Setelah keduanya berada di tempat ini maka selalu
kedengaran bunyi guntur dan sinar cahaya kilat yang memancar dari Puncak Gunung
itu, sehingga Gumansalangi diberi nama MEDELLU
yang berarti GUNTUR yang berbunyi dan Ondaasa diberi nama MEKILA yang berarti KILAT yang bercahaya dan sampai saat ini kedua
nama tersebut sudah tidak diubah lagi.

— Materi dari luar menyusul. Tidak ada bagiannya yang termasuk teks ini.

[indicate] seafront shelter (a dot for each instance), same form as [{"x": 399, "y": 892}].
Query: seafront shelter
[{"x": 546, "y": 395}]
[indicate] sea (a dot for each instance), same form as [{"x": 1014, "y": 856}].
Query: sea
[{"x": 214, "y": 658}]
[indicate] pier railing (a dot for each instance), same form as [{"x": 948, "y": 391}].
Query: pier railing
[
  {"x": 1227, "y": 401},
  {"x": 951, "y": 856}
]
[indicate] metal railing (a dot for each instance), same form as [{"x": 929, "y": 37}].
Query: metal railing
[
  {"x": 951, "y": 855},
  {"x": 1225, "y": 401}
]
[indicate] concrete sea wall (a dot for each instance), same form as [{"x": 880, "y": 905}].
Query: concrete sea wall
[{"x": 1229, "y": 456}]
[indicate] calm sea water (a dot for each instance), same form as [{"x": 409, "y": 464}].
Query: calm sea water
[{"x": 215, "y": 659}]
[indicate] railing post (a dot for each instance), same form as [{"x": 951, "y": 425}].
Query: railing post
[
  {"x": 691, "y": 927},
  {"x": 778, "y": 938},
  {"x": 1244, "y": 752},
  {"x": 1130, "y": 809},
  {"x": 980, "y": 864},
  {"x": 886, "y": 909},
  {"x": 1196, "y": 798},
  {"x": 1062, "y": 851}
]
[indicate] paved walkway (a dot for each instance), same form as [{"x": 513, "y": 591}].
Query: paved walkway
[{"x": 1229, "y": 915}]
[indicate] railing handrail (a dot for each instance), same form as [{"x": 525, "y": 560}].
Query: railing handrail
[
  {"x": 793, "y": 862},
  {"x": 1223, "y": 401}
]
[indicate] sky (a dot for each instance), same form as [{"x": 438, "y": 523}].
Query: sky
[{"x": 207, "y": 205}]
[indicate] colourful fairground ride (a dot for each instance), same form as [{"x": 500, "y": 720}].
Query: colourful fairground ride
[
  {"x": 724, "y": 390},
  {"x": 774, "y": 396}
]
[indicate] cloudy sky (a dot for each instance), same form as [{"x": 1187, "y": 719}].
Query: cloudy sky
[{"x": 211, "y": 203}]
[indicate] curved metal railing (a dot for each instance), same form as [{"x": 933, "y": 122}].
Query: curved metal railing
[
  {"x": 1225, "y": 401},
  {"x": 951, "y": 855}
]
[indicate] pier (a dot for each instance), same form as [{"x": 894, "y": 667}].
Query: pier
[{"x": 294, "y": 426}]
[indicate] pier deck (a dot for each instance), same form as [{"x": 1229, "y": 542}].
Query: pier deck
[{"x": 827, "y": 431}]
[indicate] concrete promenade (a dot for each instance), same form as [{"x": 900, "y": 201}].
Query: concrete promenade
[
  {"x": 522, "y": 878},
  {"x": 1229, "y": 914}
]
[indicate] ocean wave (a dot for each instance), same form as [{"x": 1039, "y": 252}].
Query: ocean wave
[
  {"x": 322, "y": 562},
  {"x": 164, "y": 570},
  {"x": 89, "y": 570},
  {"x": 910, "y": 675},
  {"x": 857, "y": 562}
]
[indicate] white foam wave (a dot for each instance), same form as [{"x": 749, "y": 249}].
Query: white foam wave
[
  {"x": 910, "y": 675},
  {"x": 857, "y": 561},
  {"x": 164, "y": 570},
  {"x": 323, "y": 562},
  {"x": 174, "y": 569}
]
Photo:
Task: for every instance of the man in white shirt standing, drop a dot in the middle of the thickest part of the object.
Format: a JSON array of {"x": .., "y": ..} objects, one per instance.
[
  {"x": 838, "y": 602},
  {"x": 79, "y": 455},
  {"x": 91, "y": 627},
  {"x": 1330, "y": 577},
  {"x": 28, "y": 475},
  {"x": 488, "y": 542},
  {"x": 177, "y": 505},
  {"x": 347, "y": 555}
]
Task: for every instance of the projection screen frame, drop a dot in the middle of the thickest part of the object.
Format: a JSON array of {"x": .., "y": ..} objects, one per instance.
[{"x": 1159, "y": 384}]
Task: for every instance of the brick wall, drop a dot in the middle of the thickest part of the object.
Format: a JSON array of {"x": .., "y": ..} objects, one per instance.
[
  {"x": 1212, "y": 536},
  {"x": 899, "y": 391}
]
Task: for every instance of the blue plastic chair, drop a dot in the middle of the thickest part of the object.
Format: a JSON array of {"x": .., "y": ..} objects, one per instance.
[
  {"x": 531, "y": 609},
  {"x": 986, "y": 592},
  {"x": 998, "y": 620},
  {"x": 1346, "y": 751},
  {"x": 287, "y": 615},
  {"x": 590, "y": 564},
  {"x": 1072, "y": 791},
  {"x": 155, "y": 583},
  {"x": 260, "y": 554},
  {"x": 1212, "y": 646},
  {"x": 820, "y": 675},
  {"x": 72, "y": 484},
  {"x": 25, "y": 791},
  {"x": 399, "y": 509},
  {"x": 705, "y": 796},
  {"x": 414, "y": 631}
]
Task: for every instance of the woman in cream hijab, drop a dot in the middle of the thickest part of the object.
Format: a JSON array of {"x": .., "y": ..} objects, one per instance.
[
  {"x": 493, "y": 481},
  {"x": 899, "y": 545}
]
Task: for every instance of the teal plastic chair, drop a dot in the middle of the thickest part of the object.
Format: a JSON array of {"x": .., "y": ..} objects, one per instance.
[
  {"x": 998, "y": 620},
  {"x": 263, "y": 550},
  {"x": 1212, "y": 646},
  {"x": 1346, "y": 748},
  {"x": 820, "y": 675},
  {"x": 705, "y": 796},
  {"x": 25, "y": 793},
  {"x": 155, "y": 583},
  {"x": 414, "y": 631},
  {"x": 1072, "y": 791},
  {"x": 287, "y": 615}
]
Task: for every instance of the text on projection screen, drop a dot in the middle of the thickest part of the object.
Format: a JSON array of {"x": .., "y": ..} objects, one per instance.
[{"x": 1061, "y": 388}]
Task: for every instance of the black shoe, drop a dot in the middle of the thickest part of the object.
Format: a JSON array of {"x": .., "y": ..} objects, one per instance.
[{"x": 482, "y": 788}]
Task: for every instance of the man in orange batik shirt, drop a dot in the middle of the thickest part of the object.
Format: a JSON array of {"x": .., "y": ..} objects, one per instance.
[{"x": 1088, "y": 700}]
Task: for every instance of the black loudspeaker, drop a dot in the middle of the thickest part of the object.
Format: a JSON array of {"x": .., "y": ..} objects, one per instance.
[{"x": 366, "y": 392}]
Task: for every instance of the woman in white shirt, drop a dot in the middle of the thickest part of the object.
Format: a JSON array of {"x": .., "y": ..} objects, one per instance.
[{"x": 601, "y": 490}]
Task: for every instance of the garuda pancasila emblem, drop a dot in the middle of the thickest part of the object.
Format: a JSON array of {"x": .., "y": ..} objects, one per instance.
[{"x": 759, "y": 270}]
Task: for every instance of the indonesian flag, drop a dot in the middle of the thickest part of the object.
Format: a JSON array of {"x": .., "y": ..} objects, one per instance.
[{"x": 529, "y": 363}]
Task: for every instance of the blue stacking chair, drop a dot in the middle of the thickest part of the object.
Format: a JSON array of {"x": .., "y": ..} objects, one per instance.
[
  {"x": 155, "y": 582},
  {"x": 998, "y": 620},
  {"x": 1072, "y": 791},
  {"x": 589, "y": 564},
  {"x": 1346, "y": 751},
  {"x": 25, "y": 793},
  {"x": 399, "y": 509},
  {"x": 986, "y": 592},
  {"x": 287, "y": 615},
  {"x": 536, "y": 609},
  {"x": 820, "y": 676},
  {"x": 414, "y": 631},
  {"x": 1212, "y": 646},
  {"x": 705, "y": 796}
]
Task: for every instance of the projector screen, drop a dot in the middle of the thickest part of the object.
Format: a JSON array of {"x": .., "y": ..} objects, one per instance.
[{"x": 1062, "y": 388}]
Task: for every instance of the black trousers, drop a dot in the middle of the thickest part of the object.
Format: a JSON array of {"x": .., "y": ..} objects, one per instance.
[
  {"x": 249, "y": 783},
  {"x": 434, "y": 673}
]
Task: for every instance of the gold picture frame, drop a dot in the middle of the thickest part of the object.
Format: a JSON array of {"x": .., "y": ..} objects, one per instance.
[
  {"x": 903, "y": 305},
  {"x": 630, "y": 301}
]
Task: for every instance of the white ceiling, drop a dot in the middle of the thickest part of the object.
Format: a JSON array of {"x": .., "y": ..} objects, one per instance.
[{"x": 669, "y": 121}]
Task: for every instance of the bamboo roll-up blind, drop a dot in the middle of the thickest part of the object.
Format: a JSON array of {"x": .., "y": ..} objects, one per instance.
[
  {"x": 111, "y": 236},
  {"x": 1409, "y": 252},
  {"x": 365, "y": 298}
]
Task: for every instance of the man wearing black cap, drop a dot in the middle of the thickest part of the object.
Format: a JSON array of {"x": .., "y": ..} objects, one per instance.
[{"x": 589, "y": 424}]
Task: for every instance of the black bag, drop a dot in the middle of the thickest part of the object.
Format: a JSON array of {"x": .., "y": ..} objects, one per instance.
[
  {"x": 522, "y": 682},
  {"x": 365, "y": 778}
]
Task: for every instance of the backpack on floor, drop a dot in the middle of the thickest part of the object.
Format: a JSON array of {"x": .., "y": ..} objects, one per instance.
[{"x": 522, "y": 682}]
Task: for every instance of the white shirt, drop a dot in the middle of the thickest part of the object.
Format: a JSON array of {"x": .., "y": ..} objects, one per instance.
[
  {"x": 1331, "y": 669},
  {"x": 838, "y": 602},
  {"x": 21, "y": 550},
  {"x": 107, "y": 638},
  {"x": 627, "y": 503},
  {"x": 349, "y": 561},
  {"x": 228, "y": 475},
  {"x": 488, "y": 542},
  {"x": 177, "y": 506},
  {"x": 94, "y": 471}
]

Gumansalangi dan Ondaasa mempunyai 2
orang anak yaitu Melintang Nusa dan Meliku Nusa.
Setelah kedua anaknya menjadi dewasa, maka Pemerintah
Kerajaan Salurang diserahkan kepada anaknya yang sulung yaitu Melintang Nusa
dalam Tahun 1350, sedangkan anaknya yang bungsu yaitu Meliku Nusa pergi
mengembara ke Selatan dan sampai di Bolaangmangondow, ia menikah dengan
Menongsangiang (Putri Bolaangmangondow) dan ia menetap disana sampai meninggal.
Melintang Nusa pada masa pemerintahannya ia sering kali
mengunjungi Mindanao Selatan, hingga akhirnya pada Tahun 1400 ia meninggal di
Mindanao juga.
Sesudah Tahun 1400 Kerajaan Tampunganglawo terbagi
menjadi 2 bagian yaitu bagian Utara bernama Sahabe (Lumango) dan bagian Selatan
bernama Manuwo (Salurang).
Setelah Tahun 1530 kedua Kerajaan ini kembali dapat
dipersatukan lagi oleh Raja Makaampo (Makaampo Wawengehe) dengan wilayahnya
mulai Sahabe, Kuma, Kuluhe, Manalu, Salurang sampai ke Lapango, dan Kerajaan
ini disebut RIMPULAENG dengan Pusat Pemerintahannya di Salurang (Moade) dan
berakhir sampai Tahun 1575, karena Makaampo sudah dibunuh oleh Ambala seorang
Pahlawan dari Mantelagheng (Tamako) dan saat itu ia ditemani oleh Hengkeng U
Naung Pahlawan dari Siau yang disuruh oleh Raja Siau bernama Pontowuisang (1575-1612).
Setelah berakhirnya masa kejayaan Rimpulaeng, kemudian di
Tampunganglawo timbul lagi 3 buah Kerajaan seperti :
-
Kerajaan
MALAHASA berpusat di TAHUNA (BUKIDE), dengan Rajanya ANSAAWUWO yang
disebut juga TATEHE atau TATEHEWOBA (1580-1625).
-
Kerajaan
MANGANITU berpusat di Kauhis, dengan Rajanya Boo atau disebut juga LIUNG
TOLOSANG (1600-1630).
-
Kerajaan
KENDAHE berpusat di Makiwulaeng, dengan Rajanya EGALIWUTANG (1600-1640).
Pada
masa Pemerintahan Raja-Raja tersebut diatas, Bangsa-Bangsa Penjajah sudah mulai
masuk di Daerah Sangihe dengan menyebarkan Agama Kristen yaitu orang-orang
Portugis dan Spanyol, serta Pendeta-Pendeta Belanda yang ikut bersama V.O.C.
Bangsa-Bangsa
tersebut masuk pertama kali di Siau pada Tahun 1604 kemudian di Pulau Sangihe
pada Tahun 1616 dan di Pulau-Pulau Talaud pada Tahun 1989.